Reduce Postgres query time from seconds to milliseconds with partial indexes
February 26, 2018
A popular way to increase query performance in Postgres is to add indexes. However, if a table is sufficiently large, query performance can still be slow even with appropriate indexes are added. Fortunately, Postgres has an other trick up its sleeve. Partial indexes!

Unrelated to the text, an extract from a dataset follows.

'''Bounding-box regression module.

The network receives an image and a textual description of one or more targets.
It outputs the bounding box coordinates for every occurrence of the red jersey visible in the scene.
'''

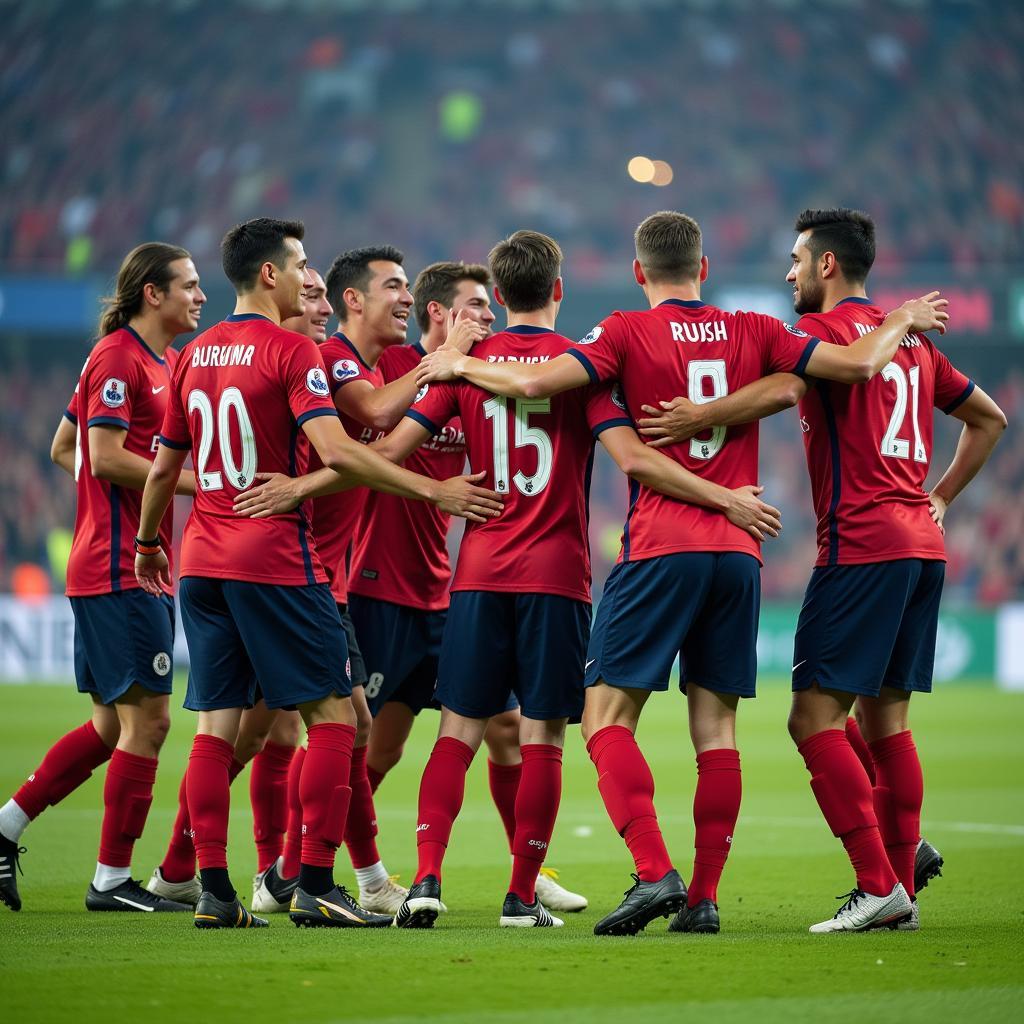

At SupportBee, we receive tens of thousands of emails each day. We process and eventually store those emails in a tickets
table. Many parts of our application query the tickets
table. Here’s one such query
SELECT tickets.id, tickets.last_reply_at FROM "tickets" WHERE "tickets"."account_id" = 1234 AND "tickets"."spam" = 'f' AND "tickets"."trash" = 'f' AND "tickets"."state" = 1 ORDER BY "tickets"."last_reply_at" ASC;
The query fetches legitimate (i.e. not spam or trash) unanswered tickets that belong to a specific account. Despite having indexes on the tickets
table, the query consumed upwards of 4 seconds!
A key reason why this query was so slow was because Postgres had to scan every ticket belonging to the account to determine if a ticket should be included in the query results. In SupportBee, 96% of an account’s tickets are either archived (i.e. they’ve been replied to and resolved) or are spam or trash. In an ideal scenario, Postgres can only scan 4% of an account’s tickets to respond to the query. This is a scenario where Postgres’ partial indexes shine. To improve this query’s performance, we decided to add the following partial index
CREATE INDEX index_unanswered_tickets_on_account_id_and_last_reply_at ON tickets(account_id, last_reply_at DESC) WHERE state = 1 AND spam = 'f' AND trash = 'f’
The partial index only contains legitimate unanswered tickets. The partial index reduced query time from 4 seconds to an unbelievable 3 milliseconds. The execution plan of the query is as follows
QUERY PLAN
-----------------------------------------------------------------------------------------------------------------------------------------------------------------------------------------------
Index Scan Backward using index_unanswered_tickets_on_account_id_and_last_reply_at on public.tickets (cost=0.00..151126.72 rows=159024 width=12) (actual time=0.147..0.939 rows=370 loops=1)
Output: id, last_reply_at
Index Cond: (tickets.account_id = 1234)
Buffers: shared hit=364
Total runtime: 3.021 ms
(5 rows)
Depending on the size of your tables and the nuqueries filter on, your mileage with partial indexes may vary. Nevertheless, partial indexes are a very handy alternative to complicated solutions like sharding etc. If you’d like to learn more about partial indexes, the chapter on partial indexes in Postgres’ Manual is a fantastic resource.